Onder deze omstandigheden acht het hof de door mr. X gemaakte afwegingen die hebben geleid tot afgifte van het dossier aan de wethouder niet tuchtrechtelijk verwijtbaar.
Art. 51d Sv geeft de benadeelde partij het recht om kennis te nemen van de processtukken waarbij zij belang heeft. Op verschillende in dat artikel genoemde gronden mag de officier afgifte van stukken weigeren. Van een weigering was geen sprake. Weliswaar deelde de officier mee dat de stukken niet bedoeld waren om aan de pers te verstrekken, maar dit is een eenzijdige mededeling, die door mr.
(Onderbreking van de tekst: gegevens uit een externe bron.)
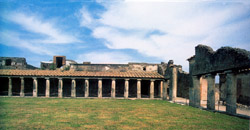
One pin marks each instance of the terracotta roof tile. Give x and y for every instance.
(137, 74)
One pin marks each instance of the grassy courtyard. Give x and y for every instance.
(54, 113)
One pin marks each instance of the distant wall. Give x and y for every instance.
(116, 67)
(226, 58)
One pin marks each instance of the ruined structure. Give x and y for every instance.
(132, 80)
(233, 67)
(66, 78)
(58, 62)
(178, 80)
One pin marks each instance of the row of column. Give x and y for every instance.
(230, 97)
(73, 88)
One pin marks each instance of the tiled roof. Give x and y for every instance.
(131, 74)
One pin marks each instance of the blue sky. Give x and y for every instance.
(120, 31)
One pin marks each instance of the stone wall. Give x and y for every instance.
(116, 67)
(225, 58)
(183, 80)
(183, 83)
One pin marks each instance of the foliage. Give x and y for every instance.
(77, 113)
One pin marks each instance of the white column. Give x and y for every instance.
(113, 88)
(99, 88)
(86, 88)
(126, 89)
(152, 89)
(195, 98)
(211, 92)
(47, 93)
(22, 87)
(173, 87)
(73, 88)
(34, 87)
(160, 89)
(165, 86)
(138, 88)
(10, 87)
(60, 88)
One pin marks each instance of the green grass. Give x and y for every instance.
(54, 113)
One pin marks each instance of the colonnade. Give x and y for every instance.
(194, 91)
(162, 89)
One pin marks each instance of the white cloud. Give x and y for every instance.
(183, 25)
(33, 24)
(40, 37)
(104, 57)
(13, 39)
(86, 19)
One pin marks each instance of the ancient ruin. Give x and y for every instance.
(232, 65)
(61, 77)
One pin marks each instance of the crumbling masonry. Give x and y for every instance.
(66, 78)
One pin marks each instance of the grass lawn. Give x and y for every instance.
(66, 113)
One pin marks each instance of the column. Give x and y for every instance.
(195, 94)
(126, 89)
(173, 86)
(73, 88)
(165, 89)
(10, 87)
(60, 88)
(231, 93)
(34, 87)
(160, 89)
(113, 88)
(22, 87)
(138, 88)
(211, 92)
(152, 85)
(47, 93)
(223, 87)
(86, 88)
(99, 88)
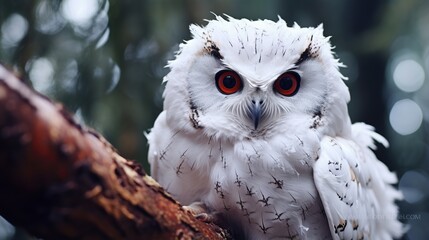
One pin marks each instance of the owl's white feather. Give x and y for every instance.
(272, 177)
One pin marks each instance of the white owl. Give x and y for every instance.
(255, 126)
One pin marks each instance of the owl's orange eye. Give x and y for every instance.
(287, 84)
(228, 82)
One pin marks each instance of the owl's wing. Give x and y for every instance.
(355, 187)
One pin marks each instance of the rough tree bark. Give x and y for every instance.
(60, 180)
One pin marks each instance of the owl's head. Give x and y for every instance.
(248, 79)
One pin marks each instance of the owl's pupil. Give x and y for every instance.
(286, 83)
(229, 81)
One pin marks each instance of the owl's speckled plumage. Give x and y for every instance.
(301, 171)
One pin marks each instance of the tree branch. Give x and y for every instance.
(60, 180)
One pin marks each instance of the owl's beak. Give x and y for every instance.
(256, 112)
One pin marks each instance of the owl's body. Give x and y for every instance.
(255, 125)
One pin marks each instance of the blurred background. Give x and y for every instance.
(104, 60)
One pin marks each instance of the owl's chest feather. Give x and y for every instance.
(267, 191)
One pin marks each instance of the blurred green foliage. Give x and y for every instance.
(104, 60)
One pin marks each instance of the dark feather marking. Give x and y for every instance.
(194, 115)
(262, 226)
(241, 202)
(265, 200)
(277, 182)
(211, 48)
(317, 119)
(237, 180)
(249, 191)
(307, 54)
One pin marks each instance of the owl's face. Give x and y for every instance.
(241, 78)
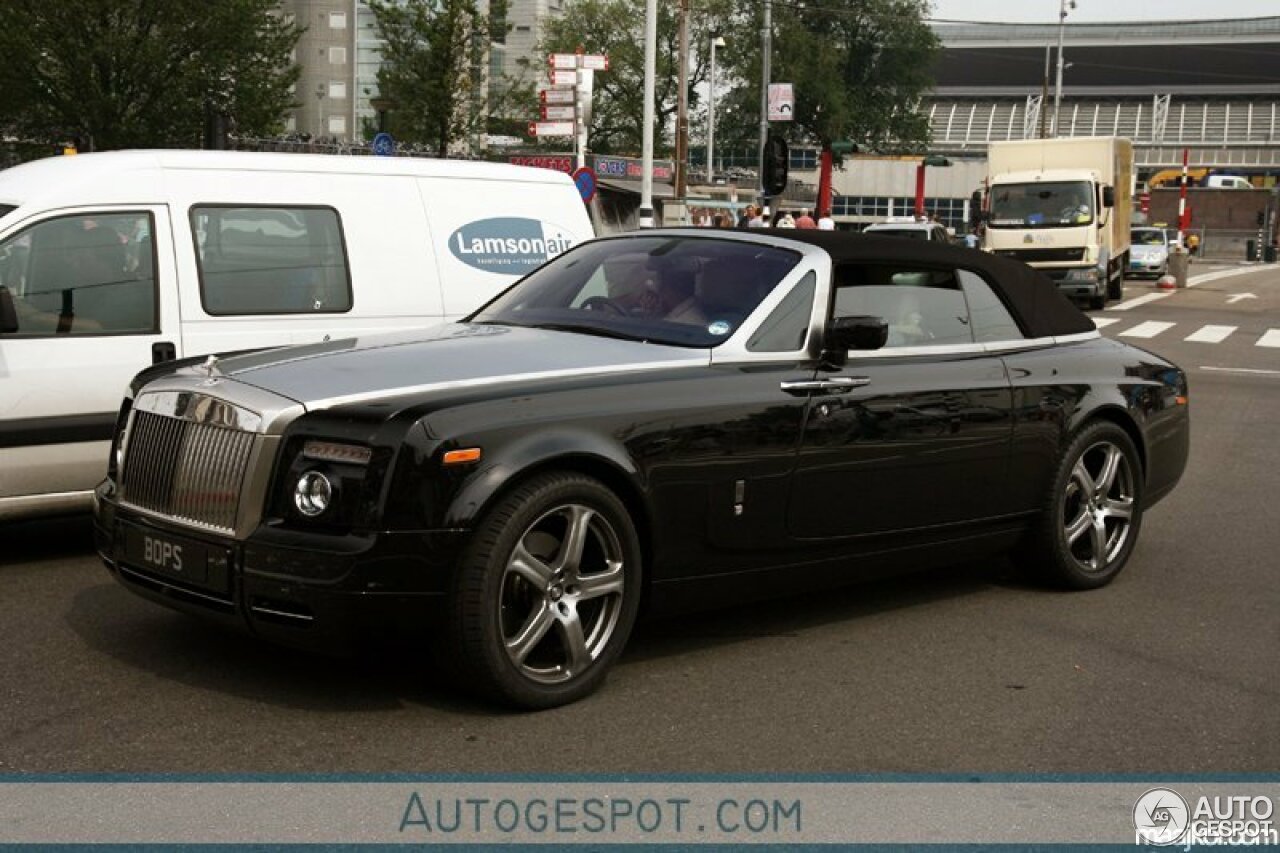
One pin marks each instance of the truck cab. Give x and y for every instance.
(1061, 206)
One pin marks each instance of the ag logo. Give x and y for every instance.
(1161, 816)
(508, 245)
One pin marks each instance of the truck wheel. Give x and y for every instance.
(1115, 287)
(547, 594)
(1092, 512)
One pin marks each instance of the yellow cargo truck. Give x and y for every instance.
(1063, 206)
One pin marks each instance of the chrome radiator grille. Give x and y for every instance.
(184, 470)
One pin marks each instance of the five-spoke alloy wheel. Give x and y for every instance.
(547, 597)
(1093, 512)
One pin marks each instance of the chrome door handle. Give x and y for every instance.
(836, 384)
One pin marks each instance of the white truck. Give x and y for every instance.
(1063, 206)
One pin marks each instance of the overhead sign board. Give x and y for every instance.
(557, 95)
(585, 182)
(558, 113)
(782, 103)
(551, 128)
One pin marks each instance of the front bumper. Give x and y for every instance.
(324, 593)
(1074, 287)
(1148, 265)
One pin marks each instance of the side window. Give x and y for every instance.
(82, 274)
(270, 260)
(923, 308)
(787, 325)
(991, 319)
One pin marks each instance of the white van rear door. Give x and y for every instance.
(490, 233)
(94, 293)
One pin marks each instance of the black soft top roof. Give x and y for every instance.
(1029, 295)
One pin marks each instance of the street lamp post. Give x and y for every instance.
(1061, 32)
(711, 112)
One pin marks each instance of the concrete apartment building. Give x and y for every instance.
(341, 53)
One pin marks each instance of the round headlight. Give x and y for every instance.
(312, 493)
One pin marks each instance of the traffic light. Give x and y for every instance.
(773, 176)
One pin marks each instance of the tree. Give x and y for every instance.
(616, 28)
(433, 68)
(129, 73)
(859, 68)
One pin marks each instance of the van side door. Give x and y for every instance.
(92, 291)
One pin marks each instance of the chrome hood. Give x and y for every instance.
(444, 357)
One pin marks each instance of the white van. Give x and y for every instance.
(113, 261)
(1228, 182)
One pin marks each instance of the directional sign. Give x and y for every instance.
(557, 96)
(551, 128)
(560, 113)
(782, 103)
(585, 181)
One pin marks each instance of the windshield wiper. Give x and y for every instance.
(586, 329)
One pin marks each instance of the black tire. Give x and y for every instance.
(1084, 536)
(517, 580)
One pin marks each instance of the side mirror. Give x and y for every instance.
(976, 211)
(848, 333)
(8, 313)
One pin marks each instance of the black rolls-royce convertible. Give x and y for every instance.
(662, 418)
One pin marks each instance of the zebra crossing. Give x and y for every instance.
(1207, 333)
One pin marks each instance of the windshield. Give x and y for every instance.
(1041, 205)
(676, 290)
(914, 233)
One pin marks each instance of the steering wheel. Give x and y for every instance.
(597, 302)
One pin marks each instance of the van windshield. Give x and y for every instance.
(1042, 205)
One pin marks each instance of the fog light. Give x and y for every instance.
(312, 493)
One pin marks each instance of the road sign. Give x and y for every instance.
(565, 113)
(551, 128)
(384, 145)
(557, 96)
(782, 103)
(585, 181)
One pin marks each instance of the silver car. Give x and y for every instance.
(1148, 251)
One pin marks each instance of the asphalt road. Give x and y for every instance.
(1171, 669)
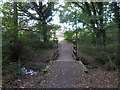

X niet als voorwaarde voor het gebruik van de stukken is geaccepteerd.
Na ontvangst diende mr. X zelf een belangenafweging te maken of en in hoeverre hij de stukken ter inzage kon geven aan derden. Daarbij diende mr. X rekening te houden niet alleen met de belangen van zijn cliënte maar ook met gerechtvaardigde andere belangen, zoals de belangen van de verdachte. Nu de officier er niet over heeft geklaagd dat de door mr. X gemaakte belangenafweging niet correct is geweest, staat de wijze waarop mr. X de belangen in deze kwestie daadwerkelijk heeft afgewogen niet ter beoordeling van het hof.

Beslissing hof
Vernietigt de beslissing van de raad en verklaart de klacht alsnog ongegrond.

Noot
Gedragsregel 10 vereist een genuanceerde beantwoording van de vraag of en zo ja, welke informatie een advocaat met een derde mag delen. Blijkens de toelichting op deze regel heeft de advocaat daarbij vanzelfsprekend in de eerste plaats het belang van de cliënt(e) te behartigen. Dit belang kan ertoe nopen dat de advocaat strafrechtelijke procesinformatie aan een derde, zoals een wethouder, verstrekt. Het rechtvaardigt echter niet zonder meer elke informatieverstrekking. Het eerste lid van regel 10 bepaalt dat de advocaat de verkregen informatie pas aan een derde mag verstrekken na een evenwichtige belangenafweging.
Ten aanzien van het verstrekken van stukken aan de wethouder was het te respecteren belang van de cliënte het kunnen informeren van een vertegenwoordiger van de lokale overheid ter verbetering van de verkeerssituatie op de plaats van het ongeval. Dit belang hing samen met de verwerking van het verdriet van de cliënte. De officier van justitie honoreerde daaraan voorafgaand het belang tot kennisneming van stukken. Als andere belangen zich daartegen verzet zouden hebben dan had de officier de kennisneming van bepaalde processtukken of gedeelten daarvan kunnen onthouden.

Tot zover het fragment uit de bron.